Ja, die Musik ist mindestens sperrig, aber eigentlich dann doch ganz geil, sowohl die tanzbaren Synthrocksachen, die mal an die Talking Heads oder !!! denken lassen, als auch die epischen psychedelischen Tracks, die mal an The Young Gods, mal an Doctor And The Medics erinnern. Erstaunlich, dass es diese Musik in physischer Form nicht am Merch gibt, sondern lediglich Din-A4-Ausdrucke mit QR-Codes, über die man sie bestellen kann, und außerdem immerhin T-Shirts. Der freundliche Keyboarder mit dem Vokuhila strahlt das Glück darüber aus, dass man von der Messe noch ganz beseelt ist, als er die Shirts aushändigt. Auf Niederländisch angesprochen, antwortet er übrigens auf Deutsch, mit süffisantem Grinsen. Sind wir glücklich? Ja, wir sind glücklich.

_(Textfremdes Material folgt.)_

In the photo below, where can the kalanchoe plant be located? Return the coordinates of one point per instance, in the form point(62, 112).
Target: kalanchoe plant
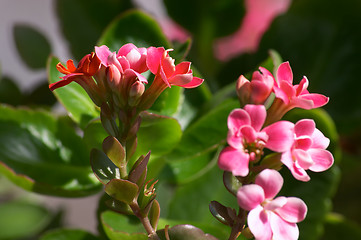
point(298, 146)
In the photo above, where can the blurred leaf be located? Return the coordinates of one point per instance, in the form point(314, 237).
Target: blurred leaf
point(43, 154)
point(73, 97)
point(219, 17)
point(316, 193)
point(68, 234)
point(20, 219)
point(338, 227)
point(133, 27)
point(118, 226)
point(9, 92)
point(83, 21)
point(200, 141)
point(40, 95)
point(32, 46)
point(332, 61)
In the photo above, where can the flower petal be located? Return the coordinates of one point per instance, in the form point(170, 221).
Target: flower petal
point(271, 181)
point(297, 172)
point(257, 113)
point(259, 224)
point(281, 229)
point(250, 196)
point(284, 73)
point(234, 160)
point(322, 159)
point(293, 211)
point(280, 136)
point(305, 127)
point(192, 84)
point(237, 119)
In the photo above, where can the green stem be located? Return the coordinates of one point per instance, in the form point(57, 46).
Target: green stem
point(144, 220)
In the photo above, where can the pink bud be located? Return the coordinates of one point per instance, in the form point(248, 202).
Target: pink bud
point(135, 92)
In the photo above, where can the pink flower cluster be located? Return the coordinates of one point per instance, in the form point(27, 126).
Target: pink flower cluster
point(111, 76)
point(300, 147)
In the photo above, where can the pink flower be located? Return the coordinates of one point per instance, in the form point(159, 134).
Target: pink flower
point(129, 60)
point(259, 16)
point(308, 151)
point(270, 217)
point(257, 90)
point(246, 139)
point(166, 74)
point(289, 96)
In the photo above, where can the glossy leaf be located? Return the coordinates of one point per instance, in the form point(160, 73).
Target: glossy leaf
point(32, 45)
point(68, 234)
point(122, 190)
point(332, 61)
point(316, 193)
point(158, 134)
point(21, 219)
point(83, 21)
point(133, 27)
point(41, 153)
point(199, 144)
point(118, 226)
point(73, 97)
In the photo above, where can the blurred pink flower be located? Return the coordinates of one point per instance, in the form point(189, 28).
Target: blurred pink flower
point(270, 217)
point(259, 16)
point(246, 139)
point(308, 151)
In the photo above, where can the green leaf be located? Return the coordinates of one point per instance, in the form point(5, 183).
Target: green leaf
point(133, 27)
point(118, 226)
point(122, 190)
point(103, 168)
point(73, 97)
point(200, 141)
point(43, 154)
point(20, 219)
point(158, 134)
point(32, 46)
point(318, 192)
point(83, 21)
point(9, 92)
point(68, 234)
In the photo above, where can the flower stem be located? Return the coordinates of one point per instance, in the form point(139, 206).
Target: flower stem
point(144, 220)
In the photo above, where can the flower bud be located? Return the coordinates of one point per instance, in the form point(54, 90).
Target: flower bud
point(135, 92)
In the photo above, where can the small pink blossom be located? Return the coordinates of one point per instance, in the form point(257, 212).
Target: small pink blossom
point(257, 90)
point(167, 74)
point(246, 139)
point(270, 217)
point(289, 96)
point(308, 151)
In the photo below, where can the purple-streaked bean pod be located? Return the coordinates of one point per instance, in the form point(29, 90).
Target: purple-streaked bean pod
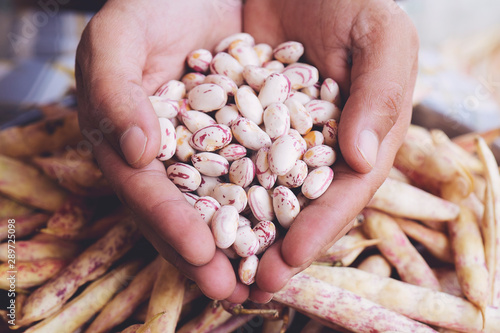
point(264, 174)
point(296, 176)
point(322, 111)
point(190, 197)
point(207, 185)
point(300, 118)
point(168, 142)
point(244, 53)
point(248, 269)
point(227, 114)
point(196, 120)
point(164, 107)
point(301, 75)
point(319, 156)
point(207, 97)
point(314, 138)
point(231, 195)
point(249, 104)
point(286, 205)
point(249, 134)
point(192, 80)
point(243, 36)
point(255, 76)
point(199, 60)
point(242, 172)
point(284, 152)
point(224, 226)
point(246, 243)
point(276, 89)
point(233, 152)
point(330, 91)
point(266, 233)
point(317, 182)
point(288, 52)
point(224, 82)
point(264, 52)
point(261, 203)
point(184, 176)
point(210, 164)
point(173, 89)
point(183, 150)
point(206, 206)
point(211, 138)
point(276, 120)
point(330, 132)
point(224, 64)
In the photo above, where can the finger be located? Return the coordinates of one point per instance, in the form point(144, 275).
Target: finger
point(158, 203)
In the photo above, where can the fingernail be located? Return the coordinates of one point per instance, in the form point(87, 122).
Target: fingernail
point(133, 144)
point(368, 147)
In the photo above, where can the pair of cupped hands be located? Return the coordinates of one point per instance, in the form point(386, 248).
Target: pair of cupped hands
point(131, 47)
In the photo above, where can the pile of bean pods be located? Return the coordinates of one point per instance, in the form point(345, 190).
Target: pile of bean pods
point(249, 136)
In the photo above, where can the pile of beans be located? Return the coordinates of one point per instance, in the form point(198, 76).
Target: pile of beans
point(249, 137)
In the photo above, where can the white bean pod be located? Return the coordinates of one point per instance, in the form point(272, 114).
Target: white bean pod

Neben ihm freuen sich die jungen Musiker der Prager Vorband mit dem „Pulp Fiction“-Zitat I Love You Honey Bunny als Namen über die Aufmerksamkeit, die auch ihnen zuteilwird. Deren Musik war ebenfalls synthetisch dominiert, aber lang nicht so energetisch wie die von De Staat. Ganz ordentlich und passend zum Hauptact, wenn auch etwas langweilig. Der sich im Verlauf des Konzertes überdies vergewisserte, wer aus dem Publikum bereits bei früheren Shows in Hannover zugegen war, 2019 im Bei Chéz Heinz oder gar vor zehn Jahren in einem Venue, an dessen Namen Florim sich nicht mehr erinnerte, dafür aber die jubelnde Menge, und an alle gerichtet, die zum ersten Mal bei einem De-Staat-Konzert waren, sagte er: „Herzlich willkommen, ihr seid jetzt offiziell Teil der Familie.“ Wie gern man das nach diesem Abend ist. Witch Doctoooooooooooor!!!!